Les suspects, âgés de 19 et 24 ans et connus des forces de l'ordre pour des affaires de vol, ont avoué avoir violemment attaqué Joëlla dans le quartier de Saint-Quentin. Cette zone, souvent désertée et marquée par la précarité, devient malheureusement le théâtre d'actions criminelles inacceptables.

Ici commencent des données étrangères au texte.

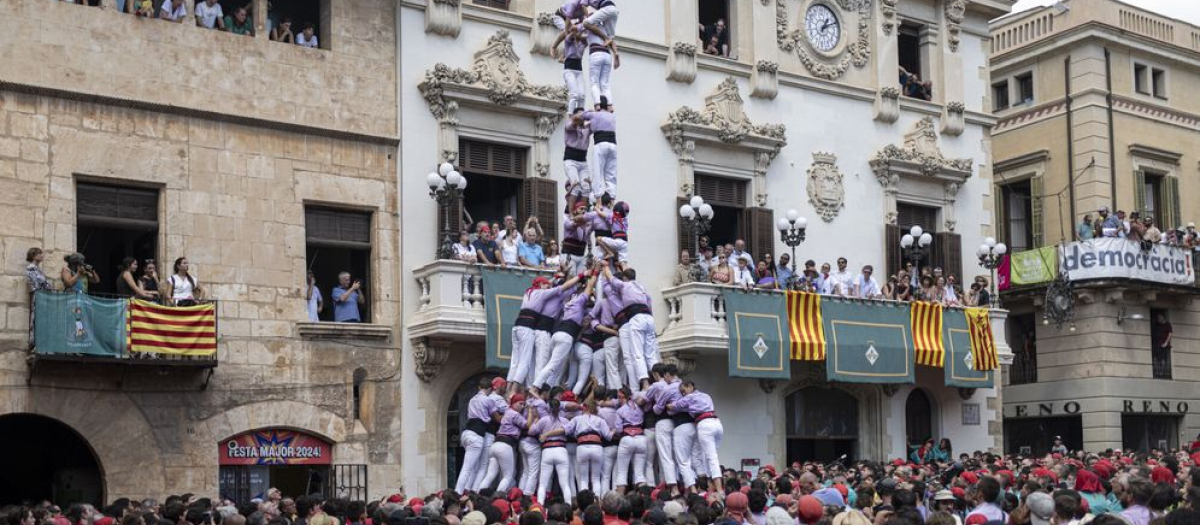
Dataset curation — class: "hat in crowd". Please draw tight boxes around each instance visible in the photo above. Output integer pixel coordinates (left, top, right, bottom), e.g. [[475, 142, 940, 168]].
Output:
[[799, 496, 824, 525], [812, 487, 846, 508], [462, 511, 487, 525], [662, 500, 683, 520], [1025, 491, 1054, 525], [766, 507, 796, 525]]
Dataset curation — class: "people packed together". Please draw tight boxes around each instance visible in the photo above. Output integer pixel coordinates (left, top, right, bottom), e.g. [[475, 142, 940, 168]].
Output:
[[16, 438, 1200, 525]]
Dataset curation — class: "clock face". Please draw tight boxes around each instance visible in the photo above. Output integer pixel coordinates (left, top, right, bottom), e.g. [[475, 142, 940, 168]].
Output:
[[804, 4, 841, 53]]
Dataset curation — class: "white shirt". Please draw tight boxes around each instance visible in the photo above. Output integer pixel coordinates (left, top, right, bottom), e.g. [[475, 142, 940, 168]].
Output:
[[193, 1, 224, 29], [162, 0, 187, 22], [296, 31, 319, 48]]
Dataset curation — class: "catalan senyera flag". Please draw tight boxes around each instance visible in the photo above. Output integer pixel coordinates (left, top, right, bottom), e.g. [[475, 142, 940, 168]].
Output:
[[912, 302, 946, 368], [966, 308, 1000, 372], [128, 298, 217, 356], [787, 291, 824, 361]]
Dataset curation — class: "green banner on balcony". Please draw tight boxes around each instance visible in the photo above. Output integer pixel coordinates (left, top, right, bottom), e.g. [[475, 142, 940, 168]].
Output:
[[34, 291, 128, 357], [942, 308, 996, 388], [722, 290, 792, 380], [480, 267, 536, 369], [821, 297, 914, 384]]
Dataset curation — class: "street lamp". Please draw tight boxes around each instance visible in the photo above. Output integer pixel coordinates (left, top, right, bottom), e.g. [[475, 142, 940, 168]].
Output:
[[900, 225, 934, 298], [425, 162, 467, 259], [976, 237, 1008, 308], [775, 210, 809, 290], [679, 195, 713, 282]]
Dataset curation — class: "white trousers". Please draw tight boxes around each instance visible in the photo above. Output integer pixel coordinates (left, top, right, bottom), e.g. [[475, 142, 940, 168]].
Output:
[[454, 430, 484, 494], [600, 445, 619, 494], [696, 417, 725, 478], [559, 68, 586, 115], [612, 435, 654, 487], [576, 445, 605, 493], [672, 423, 696, 488], [480, 441, 517, 494], [654, 420, 679, 485], [571, 343, 592, 392], [533, 332, 575, 388], [563, 161, 594, 196], [506, 326, 536, 385], [517, 438, 541, 501], [538, 447, 575, 505], [593, 143, 617, 199], [588, 52, 613, 104]]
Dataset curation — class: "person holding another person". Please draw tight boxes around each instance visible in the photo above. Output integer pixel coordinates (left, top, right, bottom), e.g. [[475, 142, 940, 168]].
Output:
[[330, 272, 366, 322]]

Une violence extrême reconnue par les mis en cause
Le parquet a révélé que les agresseurs ont admis avoir asséné une quinzaine de coups de pied à la tête de la victime, allant jusqu'à la déshabiller. L'agression a pris fin lorsque des témoins, alertés par les cris, sont intervenus.
D’après La 1ere, à l'arrivée des secours, Joëlla avait un « enfoncement massif » du visage et n’a pas pu être réanimée, a précisé le procureur de la République, Yves Dupas.
Les suspects ont prétendu agir en réponse à cette prétendue offre de « faveurs sexuelles », des allégations qui restent à prouver dans le cours de l’enquête selon les informations rapportées par La 1ere.
Une vive émotion en Nouvelle-Calédonie
La mort violente de Joëlla, figure bien connue pour sa passion pour le volley-ball, a profondément ébranlé la communauté calédonienne. Cette tragédie a été un catalyseur pour des discussions cruciaux sur la sécurité des personnes LGBTQIA+.
L’association La Tresse Nouvelle-Calédonie a dénoncé à travers un communiqué cette "atteinte majeure à la vie humaine", insistant sur les violences systémiques subies par les personnes transgenres. De leur côté, Rainbowlution Nouvelle-Calédonie a appelé à plus de sensibilisation et de protection pour les individus LGBTQIA+, tout en plaidant pour une lutte active contre les discours de haine et les violences.